Ian Leslie starts of his article with something everyone experiences:

“Being influenced by others is inevitable and essential. But it’s also true that when we over-conform to influences, we surrender individuality.

A balance is needed. Easier said than done:

“Be impervious to social influence and you get closed off from the best that your fellow humans have to offer. Be defenceless against it and you become easily manipulable, boring, and unhappy.

 

But do we have the term “influence” all backwards?
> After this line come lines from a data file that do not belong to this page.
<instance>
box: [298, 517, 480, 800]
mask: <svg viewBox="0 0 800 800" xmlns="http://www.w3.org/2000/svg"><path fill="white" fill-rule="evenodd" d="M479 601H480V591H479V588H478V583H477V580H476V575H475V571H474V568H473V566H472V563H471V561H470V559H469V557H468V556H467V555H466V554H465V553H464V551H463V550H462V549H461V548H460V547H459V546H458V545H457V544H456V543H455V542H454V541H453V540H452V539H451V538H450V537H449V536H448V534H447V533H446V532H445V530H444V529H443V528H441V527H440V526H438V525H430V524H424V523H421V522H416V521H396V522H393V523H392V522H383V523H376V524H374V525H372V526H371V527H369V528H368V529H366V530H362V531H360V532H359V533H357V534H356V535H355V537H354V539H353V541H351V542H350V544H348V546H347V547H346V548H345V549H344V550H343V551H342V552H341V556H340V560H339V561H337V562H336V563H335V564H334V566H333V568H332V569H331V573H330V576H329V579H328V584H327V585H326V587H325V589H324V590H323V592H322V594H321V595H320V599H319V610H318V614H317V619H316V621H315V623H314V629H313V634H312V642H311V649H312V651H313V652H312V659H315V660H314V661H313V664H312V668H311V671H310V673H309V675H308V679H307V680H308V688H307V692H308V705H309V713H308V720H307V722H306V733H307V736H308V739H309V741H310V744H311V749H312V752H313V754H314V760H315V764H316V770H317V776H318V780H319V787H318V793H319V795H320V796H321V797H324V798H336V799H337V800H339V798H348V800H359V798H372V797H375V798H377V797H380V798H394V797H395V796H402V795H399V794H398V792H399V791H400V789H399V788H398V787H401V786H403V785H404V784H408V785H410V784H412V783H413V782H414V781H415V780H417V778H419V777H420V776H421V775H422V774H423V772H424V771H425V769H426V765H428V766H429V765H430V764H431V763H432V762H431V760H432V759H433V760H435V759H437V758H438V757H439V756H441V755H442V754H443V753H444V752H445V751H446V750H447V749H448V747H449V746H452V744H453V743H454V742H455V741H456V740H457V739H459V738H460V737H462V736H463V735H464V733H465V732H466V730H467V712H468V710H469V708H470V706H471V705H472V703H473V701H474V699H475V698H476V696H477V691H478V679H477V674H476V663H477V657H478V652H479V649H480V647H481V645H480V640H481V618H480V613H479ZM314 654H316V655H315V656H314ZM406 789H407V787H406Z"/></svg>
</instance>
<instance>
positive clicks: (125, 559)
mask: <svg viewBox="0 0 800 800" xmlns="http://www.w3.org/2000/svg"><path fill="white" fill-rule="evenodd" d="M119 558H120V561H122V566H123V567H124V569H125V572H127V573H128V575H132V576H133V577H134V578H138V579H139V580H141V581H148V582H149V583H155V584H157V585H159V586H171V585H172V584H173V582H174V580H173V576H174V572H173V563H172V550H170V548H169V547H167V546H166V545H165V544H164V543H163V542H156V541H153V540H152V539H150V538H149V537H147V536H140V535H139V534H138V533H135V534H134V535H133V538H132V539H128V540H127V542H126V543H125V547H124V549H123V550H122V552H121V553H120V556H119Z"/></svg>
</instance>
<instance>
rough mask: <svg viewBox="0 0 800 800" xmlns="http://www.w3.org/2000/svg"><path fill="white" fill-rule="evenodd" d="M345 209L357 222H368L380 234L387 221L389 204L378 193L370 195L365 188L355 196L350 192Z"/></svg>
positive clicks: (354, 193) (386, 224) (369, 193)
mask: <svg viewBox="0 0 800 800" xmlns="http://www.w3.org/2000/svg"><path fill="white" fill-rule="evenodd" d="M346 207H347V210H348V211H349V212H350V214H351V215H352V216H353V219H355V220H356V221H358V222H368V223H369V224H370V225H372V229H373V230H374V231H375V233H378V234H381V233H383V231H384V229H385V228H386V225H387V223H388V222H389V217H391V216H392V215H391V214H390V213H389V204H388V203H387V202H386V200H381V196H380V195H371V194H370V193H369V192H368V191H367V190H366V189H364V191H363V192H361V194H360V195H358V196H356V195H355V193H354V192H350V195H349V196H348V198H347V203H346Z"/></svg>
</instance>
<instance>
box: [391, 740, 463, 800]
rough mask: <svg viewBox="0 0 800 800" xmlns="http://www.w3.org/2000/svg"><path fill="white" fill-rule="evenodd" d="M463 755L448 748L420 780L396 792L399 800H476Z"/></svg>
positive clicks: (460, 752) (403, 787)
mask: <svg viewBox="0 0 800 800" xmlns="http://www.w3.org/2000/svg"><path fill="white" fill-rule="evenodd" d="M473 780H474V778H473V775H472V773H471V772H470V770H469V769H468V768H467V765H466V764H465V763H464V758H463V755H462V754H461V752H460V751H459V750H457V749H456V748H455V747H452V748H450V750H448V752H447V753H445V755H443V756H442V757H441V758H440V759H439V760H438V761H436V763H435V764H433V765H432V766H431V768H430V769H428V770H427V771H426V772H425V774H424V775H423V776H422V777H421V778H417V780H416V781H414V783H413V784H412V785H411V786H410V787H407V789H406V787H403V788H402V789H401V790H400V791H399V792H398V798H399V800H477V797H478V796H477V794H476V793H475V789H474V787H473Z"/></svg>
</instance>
Consider this long (but totally worth reading) passage by Michael Baxandall:

“If one says that X influenced Y it does seem that one is saying that X did something to Y rather than that Y did something to X. But in the consideration of good pictures and painters the second is always the more lively reality…. If we think of Y rather than X as the agent, the vocabulary is much richer and more attractively diversified: draw on, resort to, avail oneself of, appropriate from, have recourse to, adapt, misunderstand, refer to, pick up, take on, engage with, react to, quote, differentiate oneself from, assimilate oneself to, assimilate, align oneself with, copy, address, paraphrase, absorb, make a variation on, revive, continue, remodel, ape, emulate, travesty, parody, extract from, distort, attend to, resist, simplify, reconstitute, elaborate on, develop, face up to, master, subvert, perpetuate, reduce, promote, respond to, transform tackle… — everyone will be able to think of others. Most of these relations just cannot be stated the other way round — in terms of X acting on Y rather than Y acting on X.

 

Leslie agrees with that view. And wonders whether the right balance wrt being influenced has been struck by one category of people throughout history:

“Artists (in the broad sense - painters, novelists, composers, etc) are pretty much defined by the struggle to be themselves; to absorb influences without surrendering to them; to be open others and stubbornly individual. Consequently, artists have a different relationship to influence than the rest of us do. The core difference is this: artists do not absorb their influences passively. They choose their influences, and they choose how to be influenced by them.”

 

Perhaps we should all try to be like artists when it comes to influence.